9 juin 1990 : le jour où Monica Seles est devenue la plus jeune joueuse titrée en Grand Chelem
Chaque jour, Tennis Majors remonte le temps pour revenir sur un événement marquant pour la planète tennis. Le 9 juin 1990, Monica Seles domine Steffi Graf en finale de Roland-Garros (7-6, 6-4) et devient la plus jeune joueuse de l’histoire à remporter un tournoi du Grand Chelem.
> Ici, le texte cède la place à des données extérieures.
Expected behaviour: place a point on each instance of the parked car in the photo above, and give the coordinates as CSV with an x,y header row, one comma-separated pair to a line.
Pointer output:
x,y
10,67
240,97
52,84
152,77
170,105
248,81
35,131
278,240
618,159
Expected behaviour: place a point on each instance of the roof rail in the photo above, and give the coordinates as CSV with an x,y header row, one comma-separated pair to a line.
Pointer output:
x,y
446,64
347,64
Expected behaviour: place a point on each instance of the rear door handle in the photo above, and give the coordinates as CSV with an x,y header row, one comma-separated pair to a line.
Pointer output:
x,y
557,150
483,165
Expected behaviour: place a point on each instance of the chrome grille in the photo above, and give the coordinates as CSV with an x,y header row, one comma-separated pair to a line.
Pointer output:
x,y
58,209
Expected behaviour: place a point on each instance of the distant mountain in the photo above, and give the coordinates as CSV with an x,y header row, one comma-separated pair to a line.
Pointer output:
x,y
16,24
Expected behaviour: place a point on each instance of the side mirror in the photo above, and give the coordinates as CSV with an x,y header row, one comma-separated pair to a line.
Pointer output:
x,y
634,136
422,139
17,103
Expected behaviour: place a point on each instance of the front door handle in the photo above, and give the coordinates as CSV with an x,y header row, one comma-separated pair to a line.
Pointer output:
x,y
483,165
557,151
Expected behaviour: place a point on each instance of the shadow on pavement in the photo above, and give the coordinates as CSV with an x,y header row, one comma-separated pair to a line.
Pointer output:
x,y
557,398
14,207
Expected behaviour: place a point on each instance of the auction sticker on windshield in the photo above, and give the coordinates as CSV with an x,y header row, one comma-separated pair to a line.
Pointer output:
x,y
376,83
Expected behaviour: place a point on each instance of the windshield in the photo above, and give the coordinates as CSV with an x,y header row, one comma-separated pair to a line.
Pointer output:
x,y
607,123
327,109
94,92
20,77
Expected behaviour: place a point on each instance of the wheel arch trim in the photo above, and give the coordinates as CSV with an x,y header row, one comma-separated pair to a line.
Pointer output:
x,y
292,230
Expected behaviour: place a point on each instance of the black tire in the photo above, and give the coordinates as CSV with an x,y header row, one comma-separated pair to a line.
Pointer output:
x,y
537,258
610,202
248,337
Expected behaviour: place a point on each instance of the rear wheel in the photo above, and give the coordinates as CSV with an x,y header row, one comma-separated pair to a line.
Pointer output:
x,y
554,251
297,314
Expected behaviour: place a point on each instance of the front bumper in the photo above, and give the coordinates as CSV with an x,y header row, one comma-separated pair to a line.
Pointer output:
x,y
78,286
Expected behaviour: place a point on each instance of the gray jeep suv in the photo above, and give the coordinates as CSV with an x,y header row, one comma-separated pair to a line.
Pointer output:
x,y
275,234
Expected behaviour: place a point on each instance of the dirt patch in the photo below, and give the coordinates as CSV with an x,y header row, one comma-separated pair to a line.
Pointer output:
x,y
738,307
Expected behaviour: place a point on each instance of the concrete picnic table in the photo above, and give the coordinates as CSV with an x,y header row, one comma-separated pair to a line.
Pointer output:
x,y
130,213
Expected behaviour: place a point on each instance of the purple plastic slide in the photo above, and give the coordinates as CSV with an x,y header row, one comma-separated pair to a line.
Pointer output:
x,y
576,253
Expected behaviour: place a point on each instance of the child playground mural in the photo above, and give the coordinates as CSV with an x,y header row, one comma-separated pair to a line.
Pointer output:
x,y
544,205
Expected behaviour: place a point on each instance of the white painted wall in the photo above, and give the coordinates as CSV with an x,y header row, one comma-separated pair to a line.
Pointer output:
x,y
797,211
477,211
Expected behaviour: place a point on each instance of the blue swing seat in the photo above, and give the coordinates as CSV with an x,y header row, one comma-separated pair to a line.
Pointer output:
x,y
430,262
Ce qui s’est passé ce jour-là et pourquoi cela a marqué l’histoire du tennis
Ce jour-là, le 9 juin 1990, Monica Seles domine Steffi Graf en finale de Roland-Garros (7-6, 6-4) et devient la plus jeune joueuse de l’histoire à remporter un tournoi du Grand Chelem. A l’âge de seize ans et six mois, la Yougoslave parachève une incroyable saison sur terre battue au à l’issue de laquelle elle demeure invaincue. Cette victoire marque le début d’une nouvelle ère du tennis féminin, que Steffi Graf dominait de la tête et des épaules depuis 1987, puisque Seles allait non seulement gagner Roland-Garros trois fois d’affilée, mais aussi lui ravir la place de numéro 1 mondiale moins d’un an plus tard, en mars 1991.
Les personnages
- Steffi Graf, la patronne
Steffi Graf est née en 1969. En 1982, à l’âge de treize ans, elle devient la plus jeune joueuse de l’histoire à obtenir un classement WTA. Après avoir gagné l’épreuve de démonstration organisée pendant les Jeux Olympiques de Los Angeles en 1984, elle progresse régulièrement, et les résultats ne se font pas attendre. Elle atteint la demi-finale de l’US Open en 1985, à l’âge de seize ans, battue par la numéro 1 mondiale Martina Navratilova (6-2, 6-3). En 1986, elle remporte son premier tournoi, à Hilton Head, avant d’arriver à nouveau en demi-finale à New-York. Cornaquée par son père, elle explose en 1987, lorsqu’elle soulève son premier trophée en Grand Chelem, après être venue à bout de Martina Navratilova en finale de Roland-Garros. Elle est vaincue en finale de Wimbledon et de l’US Open par la même Navratilova, qu’elle remplace cependant, le 17 août, au sommet de la hiérarchie où elle se trouvait presque continuellement depuis 1982. En 1988, Steffi Graf connaît la plus grande année de sa déjà grande carrière : elle réalise un invraisemblable Grand Chelem Doré , obtenant une médaille d’or olympique en plus des quatre couronnes du Grand Chelem, un exploit unique dans l’histoire du tennis. En 1989, elle maintient son emprise impitoyable sur le tennis féminin en remportant encore trois des quatre tournois du Grand Chelem, battue seulement en finale de Roland-Garros par Arantxa Sanchez (7-6, 3-6, 7-5). Elle s’impose ensuite à l’Open d’Australie 1990 et compte ainsi, à seulement vingt ans, pas moins de neuf titres du Grand Chelem à son palmarès.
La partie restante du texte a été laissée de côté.